Patient safety: a multifaceted issue
Patient safety is a multifaceted concept and involves many academic disciplines and fields of expertise. There will always be a multitude of approaches to solving problems and dealing with important questions. Capturing these views, analysing them and seeking a consensus to drive forward change is inevitably going to be a challenge.
Patient safety policy development in the NHS historically has been marked by over-regulation, duplication and overlap of organisational functions. It has been hard to see where the system is going and its aims and objectives—it has been over-engineered for many years and there have been many competing agendas, which impeded progress.

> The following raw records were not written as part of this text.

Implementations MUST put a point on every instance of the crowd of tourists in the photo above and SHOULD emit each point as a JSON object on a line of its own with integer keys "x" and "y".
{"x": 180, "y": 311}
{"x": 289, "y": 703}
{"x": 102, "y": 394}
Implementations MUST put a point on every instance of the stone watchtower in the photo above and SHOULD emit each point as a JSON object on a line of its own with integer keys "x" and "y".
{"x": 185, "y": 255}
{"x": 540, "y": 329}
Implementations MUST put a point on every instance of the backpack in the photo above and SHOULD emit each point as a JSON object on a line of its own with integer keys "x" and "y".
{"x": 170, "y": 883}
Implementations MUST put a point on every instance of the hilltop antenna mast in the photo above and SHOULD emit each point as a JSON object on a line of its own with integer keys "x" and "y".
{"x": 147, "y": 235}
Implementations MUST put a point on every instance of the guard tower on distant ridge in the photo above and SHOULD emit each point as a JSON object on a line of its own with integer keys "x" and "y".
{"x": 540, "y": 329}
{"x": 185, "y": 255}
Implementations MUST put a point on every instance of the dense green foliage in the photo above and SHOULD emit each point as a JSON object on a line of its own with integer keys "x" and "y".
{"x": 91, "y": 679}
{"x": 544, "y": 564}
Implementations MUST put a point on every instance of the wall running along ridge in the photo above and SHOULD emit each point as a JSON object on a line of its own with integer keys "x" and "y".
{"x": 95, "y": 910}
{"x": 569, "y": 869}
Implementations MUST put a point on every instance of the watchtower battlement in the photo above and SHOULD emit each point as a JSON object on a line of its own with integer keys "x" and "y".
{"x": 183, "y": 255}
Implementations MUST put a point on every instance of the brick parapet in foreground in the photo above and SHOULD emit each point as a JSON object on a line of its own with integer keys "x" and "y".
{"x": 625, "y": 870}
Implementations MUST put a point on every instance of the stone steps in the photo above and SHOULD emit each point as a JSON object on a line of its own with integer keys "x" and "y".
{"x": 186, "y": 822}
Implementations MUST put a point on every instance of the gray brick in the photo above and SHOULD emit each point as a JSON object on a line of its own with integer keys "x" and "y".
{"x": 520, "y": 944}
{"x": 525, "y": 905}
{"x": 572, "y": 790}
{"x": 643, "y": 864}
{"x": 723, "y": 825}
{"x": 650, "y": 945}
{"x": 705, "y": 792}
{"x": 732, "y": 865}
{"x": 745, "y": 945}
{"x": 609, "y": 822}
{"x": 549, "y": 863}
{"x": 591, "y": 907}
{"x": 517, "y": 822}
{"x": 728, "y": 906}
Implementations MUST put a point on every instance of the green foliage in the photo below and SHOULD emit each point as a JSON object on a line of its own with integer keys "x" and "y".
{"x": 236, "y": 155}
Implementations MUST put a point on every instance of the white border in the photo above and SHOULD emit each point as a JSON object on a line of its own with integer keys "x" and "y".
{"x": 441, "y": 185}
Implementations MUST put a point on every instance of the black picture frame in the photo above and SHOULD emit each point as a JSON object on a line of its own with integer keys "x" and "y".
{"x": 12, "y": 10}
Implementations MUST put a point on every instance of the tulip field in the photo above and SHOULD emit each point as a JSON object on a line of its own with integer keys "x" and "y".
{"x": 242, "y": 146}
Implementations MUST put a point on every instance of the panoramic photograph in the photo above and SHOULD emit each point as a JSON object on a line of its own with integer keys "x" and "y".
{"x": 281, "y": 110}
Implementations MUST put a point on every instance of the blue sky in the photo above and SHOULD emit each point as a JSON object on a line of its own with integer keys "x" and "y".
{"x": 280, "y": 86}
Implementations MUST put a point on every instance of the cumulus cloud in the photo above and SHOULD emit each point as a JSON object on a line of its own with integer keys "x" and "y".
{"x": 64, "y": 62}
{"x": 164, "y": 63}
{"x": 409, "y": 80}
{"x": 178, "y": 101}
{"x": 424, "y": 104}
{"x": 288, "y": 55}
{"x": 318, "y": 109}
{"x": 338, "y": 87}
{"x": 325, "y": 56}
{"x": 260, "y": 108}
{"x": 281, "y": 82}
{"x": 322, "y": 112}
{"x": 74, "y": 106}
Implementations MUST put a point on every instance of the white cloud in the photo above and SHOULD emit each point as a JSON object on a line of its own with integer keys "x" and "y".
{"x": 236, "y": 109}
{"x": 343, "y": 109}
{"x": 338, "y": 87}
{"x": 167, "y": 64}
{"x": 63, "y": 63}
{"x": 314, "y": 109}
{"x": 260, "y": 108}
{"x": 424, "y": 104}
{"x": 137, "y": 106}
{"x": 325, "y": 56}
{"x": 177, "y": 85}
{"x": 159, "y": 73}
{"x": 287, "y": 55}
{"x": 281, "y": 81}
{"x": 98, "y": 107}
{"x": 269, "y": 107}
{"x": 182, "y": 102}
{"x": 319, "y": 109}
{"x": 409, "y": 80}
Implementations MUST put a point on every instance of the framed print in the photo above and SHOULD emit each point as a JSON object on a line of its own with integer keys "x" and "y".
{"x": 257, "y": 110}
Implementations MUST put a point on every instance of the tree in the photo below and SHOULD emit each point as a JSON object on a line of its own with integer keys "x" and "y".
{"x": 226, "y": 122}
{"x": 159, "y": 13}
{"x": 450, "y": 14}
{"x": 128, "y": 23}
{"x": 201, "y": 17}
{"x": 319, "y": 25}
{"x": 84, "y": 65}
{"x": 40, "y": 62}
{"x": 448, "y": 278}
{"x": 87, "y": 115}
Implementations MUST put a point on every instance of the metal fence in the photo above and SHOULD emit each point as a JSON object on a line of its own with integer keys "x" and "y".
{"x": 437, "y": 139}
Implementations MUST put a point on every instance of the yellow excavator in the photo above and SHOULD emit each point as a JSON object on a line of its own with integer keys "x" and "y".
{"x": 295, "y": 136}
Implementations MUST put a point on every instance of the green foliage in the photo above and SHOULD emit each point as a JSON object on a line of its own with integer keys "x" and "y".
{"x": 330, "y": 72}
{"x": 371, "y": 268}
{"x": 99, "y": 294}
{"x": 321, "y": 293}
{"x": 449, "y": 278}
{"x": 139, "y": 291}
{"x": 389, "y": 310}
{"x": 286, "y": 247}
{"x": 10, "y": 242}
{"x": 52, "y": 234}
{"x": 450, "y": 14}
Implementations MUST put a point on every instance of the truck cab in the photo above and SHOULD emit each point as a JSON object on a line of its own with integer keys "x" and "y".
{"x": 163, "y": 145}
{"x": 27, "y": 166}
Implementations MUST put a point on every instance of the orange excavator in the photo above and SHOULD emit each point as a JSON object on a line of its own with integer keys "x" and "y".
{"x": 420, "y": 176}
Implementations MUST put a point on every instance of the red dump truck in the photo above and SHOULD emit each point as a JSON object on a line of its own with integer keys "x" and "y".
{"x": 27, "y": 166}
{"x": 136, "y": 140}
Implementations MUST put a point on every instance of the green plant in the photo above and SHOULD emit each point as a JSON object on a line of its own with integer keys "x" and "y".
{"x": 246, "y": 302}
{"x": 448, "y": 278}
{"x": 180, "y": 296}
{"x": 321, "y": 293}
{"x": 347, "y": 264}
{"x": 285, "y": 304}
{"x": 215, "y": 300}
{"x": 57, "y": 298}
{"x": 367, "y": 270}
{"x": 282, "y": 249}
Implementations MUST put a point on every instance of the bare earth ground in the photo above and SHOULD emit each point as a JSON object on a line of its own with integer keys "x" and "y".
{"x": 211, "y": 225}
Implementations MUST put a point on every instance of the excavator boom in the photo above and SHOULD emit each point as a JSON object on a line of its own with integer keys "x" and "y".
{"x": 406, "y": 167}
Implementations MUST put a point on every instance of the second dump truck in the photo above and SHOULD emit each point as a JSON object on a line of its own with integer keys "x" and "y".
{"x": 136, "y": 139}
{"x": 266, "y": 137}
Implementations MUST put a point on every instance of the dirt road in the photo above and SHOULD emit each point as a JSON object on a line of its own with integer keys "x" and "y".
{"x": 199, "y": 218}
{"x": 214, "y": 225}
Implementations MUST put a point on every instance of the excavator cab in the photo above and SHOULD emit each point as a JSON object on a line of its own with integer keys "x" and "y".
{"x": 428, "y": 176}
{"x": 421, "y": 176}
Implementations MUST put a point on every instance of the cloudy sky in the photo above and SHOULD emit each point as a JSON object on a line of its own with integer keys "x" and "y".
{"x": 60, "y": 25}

Matters have improved significantly over recent years in terms of conceptual underpinning, and the aims and objectives are now much clearer. The NHS Patient Safety Strategy (NHS England and NHS Improvement, 2019) states a clear direction for patient safety policy travel in the NHS. However, policy development in some areas can still be seen to be less than satisfactory, such as in clinical negligence and patient safety where a siloed approach to policy development has been evident. The National Audit Office (NAO) (2017) argued that the government lacked a policy-based, coherent cross-government strategy to support measures to tackle the rising cost of clinical negligence, and that a ‘stronger and more integrated approach’ was needed. The latest annual report from NHS Resolution (2020) shows that this work is ongoing, and something the body is contributing to.